The Service is operated from the United Kingdom and is primarily intended for users in the UK. If you access the Service from elsewhere, we may still process your data as described here, and you may also have rights under other laws depending on your location.
Personal data we collect
We may collect and process the following categories of personal data:
Account and authentication
- Identifiers and contact details you provide or that are collected via our authentication provider (for example name, email address, and an internal user identifier).
- Authentication events and security-related signals needed to protect accounts.
Profile, preferences, and onboarding
- Display name and in-app preferences (for example units, theme, accessibility-related settings, notification preferences).
- Onboarding information you choose to provide, such as activity level, training goals, time available for sessions, preferred difficulty, and self-reported physical limitations or injuries you tell us about to tailor recommendations.
Programme, workouts, and progress
- Programmes you start or follow, schedule information, completion status, and related timestamps.
- Workout session data such as duration, counts of exercises completed or skipped, and optional notes you add to a session.
- Fitness test results you log (for example scores and timings for tests offered in the product).
Technical and usage data
- Device and connection data typically found in server logs (for example IP address, approximate location derived from IP, browser type, referring URLs, date and time of requests).

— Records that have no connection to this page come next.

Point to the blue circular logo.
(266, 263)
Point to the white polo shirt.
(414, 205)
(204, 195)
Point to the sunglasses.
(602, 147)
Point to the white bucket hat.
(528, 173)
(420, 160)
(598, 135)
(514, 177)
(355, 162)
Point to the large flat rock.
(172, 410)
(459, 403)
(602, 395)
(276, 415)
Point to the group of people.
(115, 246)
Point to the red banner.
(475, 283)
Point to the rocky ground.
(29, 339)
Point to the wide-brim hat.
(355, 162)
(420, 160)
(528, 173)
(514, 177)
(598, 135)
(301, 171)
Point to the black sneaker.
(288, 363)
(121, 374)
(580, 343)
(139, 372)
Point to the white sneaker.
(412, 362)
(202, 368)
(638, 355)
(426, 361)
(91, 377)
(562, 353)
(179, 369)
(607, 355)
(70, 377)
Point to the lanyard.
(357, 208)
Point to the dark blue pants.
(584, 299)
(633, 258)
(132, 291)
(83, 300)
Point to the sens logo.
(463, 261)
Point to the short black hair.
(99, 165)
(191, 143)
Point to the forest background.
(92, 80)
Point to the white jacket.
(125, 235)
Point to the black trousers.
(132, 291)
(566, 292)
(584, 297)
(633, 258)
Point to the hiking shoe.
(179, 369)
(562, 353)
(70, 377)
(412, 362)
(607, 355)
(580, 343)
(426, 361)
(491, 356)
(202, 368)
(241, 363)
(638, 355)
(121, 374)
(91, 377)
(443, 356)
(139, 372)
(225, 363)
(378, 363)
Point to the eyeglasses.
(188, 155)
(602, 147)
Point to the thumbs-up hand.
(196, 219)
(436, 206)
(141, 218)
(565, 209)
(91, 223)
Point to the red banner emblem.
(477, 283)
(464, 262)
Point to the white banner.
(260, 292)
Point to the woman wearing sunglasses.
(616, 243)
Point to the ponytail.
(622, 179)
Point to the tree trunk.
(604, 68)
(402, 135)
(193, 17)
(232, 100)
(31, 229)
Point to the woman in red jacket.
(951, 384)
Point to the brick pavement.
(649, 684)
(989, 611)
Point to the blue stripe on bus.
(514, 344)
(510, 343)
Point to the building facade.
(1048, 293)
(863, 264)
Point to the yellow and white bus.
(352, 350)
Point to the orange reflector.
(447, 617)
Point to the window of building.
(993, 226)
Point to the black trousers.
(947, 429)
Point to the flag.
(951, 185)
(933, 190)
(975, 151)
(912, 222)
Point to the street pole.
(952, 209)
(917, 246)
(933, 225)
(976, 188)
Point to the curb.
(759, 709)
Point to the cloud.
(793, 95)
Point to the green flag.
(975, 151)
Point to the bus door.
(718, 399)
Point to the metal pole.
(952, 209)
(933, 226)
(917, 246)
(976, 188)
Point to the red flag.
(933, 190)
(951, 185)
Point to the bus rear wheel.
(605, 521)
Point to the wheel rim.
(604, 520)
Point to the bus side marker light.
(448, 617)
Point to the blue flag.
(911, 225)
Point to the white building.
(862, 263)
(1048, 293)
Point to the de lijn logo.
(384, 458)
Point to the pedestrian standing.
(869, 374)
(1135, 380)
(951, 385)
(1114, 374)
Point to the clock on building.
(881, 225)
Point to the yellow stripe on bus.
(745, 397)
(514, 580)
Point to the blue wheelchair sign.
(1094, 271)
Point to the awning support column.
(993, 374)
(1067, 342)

- Essential cookies and similar technologies required for security, load balancing, and to keep you signed in, as described under “Cookies and similar technologies”.
We do not sell your personal data. We do not use your data for third-party behavioural advertising as part of the Service unless we introduce that in future and update this policy and our consent mechanisms accordingly.
How and why we use personal data (lawful bases)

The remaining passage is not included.